BD engagée, BD fait de société, BD historique

Alice Guy

ALICE GUY, par Catel et Bocquet (Casterman, 2021, coll. Ecritures)

aliceBiographie dessinée de la première femme qui a réalisé des films, après avoir côtoyé Léon Gaumont, les frères Lumière, Georges Méliès et autres pionniers du cinéma. Née dans une famille française qui avait émigré en Amérique du Sud pour les activités du père, Alice a vécu trois ans auprès de sa grand-mère avant de rejoindre le reste de sa famille au Chili, avant d’être envoyée dans un pensionnat en Suisse puis en France. Déjà toute petite, Alice se révèle pleine de ressources. Et quand elle est embauchée comme secrétaire par monsieur Gaumont pour la société Richard, elle va prendre de plus en plus d’assurance, allant même jusqu’à proposer de réaliser son propre film, alors que le cinéma n’en est qu’à ses balbutiements… Alice devient la première femme à réaliser un très court film, nommé « la fée aux choux »… C’est le début de sa carrière cinématographique, qui va se poursuivre ensuite aux Etats-Unis avec son mari, rencontré à Paris…

Voici une biographie qui a fait parler d’elle lors de sa sortie à l’automne dernier. C’est l’occasion de mettre en lumière une femme dont le parcours exceptionnel a été oublié. A vrai dire avant de lire cet album, je n’avais jamais entendu parler d’Alice Guy, comme beaucoup certainement…

J’ai retrouvé le style des auteurs, déjà lus avec Josephine Baker ou Kiki de Montparnasse, et connus aussi pour Olympe de Gouges. Comme à chaque fois, le chapitrage est chronologique, avec à chaque fois une date et un lieu, pour situer l’action. Ici, j’ai plus apprécié la première partie sur son enfance, entre le Chili et l’Europe, et même si j’ai trouvé la suite sur ses aventures cinématographiques très riche, ce ne fut pas forcément toujours clair quand on n’y connaît rien ou pas grand-chose. Il y a des références historiques, des personnages célèbres (Gaumont, Lumière, Chaplin, Keaton…), on sent qu’elle a côtoyé tout ce monde, participants d’une époque de pionniers du cinéma, qui a pourtant totalement ignoré son nom pour l’histoire…

Graphiquement, le style de Catel, avec un trait clair en noir et blanc, s’adapte tout à fait au personnage, avec les grandes robes, les chignons.
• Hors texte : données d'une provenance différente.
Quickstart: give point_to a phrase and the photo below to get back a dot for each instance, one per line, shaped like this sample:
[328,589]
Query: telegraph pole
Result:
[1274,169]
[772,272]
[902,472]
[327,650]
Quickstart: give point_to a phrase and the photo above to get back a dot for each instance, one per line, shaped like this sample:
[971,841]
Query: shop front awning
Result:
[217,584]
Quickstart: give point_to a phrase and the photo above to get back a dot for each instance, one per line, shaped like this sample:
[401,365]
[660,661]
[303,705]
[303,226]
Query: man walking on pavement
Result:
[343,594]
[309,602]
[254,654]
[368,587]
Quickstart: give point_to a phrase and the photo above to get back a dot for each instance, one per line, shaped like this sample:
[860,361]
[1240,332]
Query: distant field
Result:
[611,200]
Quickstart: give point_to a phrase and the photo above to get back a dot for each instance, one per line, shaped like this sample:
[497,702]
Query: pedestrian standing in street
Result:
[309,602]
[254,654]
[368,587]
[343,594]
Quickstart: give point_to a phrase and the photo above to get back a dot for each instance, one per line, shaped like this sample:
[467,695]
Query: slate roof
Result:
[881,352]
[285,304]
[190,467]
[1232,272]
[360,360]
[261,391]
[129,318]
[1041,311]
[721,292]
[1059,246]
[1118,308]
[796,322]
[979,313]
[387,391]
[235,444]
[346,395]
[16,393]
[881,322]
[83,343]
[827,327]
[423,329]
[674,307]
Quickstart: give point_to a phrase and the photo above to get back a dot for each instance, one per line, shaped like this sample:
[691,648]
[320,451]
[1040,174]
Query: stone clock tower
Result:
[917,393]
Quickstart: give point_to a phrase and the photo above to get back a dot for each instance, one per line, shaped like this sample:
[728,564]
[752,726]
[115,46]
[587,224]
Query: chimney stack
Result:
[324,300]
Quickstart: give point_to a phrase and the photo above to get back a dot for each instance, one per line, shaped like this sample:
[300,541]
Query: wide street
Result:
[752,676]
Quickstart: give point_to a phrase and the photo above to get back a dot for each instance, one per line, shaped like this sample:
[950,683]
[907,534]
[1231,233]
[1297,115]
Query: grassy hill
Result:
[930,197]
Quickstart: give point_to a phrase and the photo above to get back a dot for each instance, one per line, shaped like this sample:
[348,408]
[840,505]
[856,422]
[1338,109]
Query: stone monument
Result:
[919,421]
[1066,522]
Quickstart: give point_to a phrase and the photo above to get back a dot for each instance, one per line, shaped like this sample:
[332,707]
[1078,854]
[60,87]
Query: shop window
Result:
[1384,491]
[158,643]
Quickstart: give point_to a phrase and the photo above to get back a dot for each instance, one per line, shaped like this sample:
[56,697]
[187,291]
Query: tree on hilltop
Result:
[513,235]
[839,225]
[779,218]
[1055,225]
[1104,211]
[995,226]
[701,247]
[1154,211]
On imagine facilement la femme assez chic, naviguant dans un milieu masculin pas franchement favorable à l’arrivée d’une femme parmi eux. Le gaufrier que la dessinatrice utilise est varié, mêlant les petites vignettes à celles plus grandes allant jusqu’à la page entière. C’est plaisant à parcourir, sans redondance.

Comme les albums précédents, en fin d’album, il y a des biographies très complètes (écrites en tout petit par contre) sur la plupart des personnages rencontrés au cours de sa vie. On sent que les auteurs se sont impliqués dedans aussi, pour être le plus complet et précis possible, tout en actualisant également avec les descendants de la cinéaste. Ce n’est pas du tout inintéressant, mais c’est très dense à lire. Au total, cet album d’environ 320 planches suivies d’une soixantaine de pages d’annexes (biographie et chronologie), est intéressant pour découvrir la vie et l’œuvre d’une femme hors du commun dont le parcours et le nom n’étaient pas arrivés jusqu’à nous. Voilà une erreur réparée avec cet album globalement intéressant, mais surtout destinés aux fans de cinéma.

A partir de 13 ans selon l@BD.

Premières planches à voir sur Izneo.

On en parle sur les blogs : Le jardin de Natiora, Délivrer des livres, Vivrelivre, Au milieu des livres, Des livres des livres

Cet album participe à bd, cette semaine chez Stephie qui regroupe les publications des participants !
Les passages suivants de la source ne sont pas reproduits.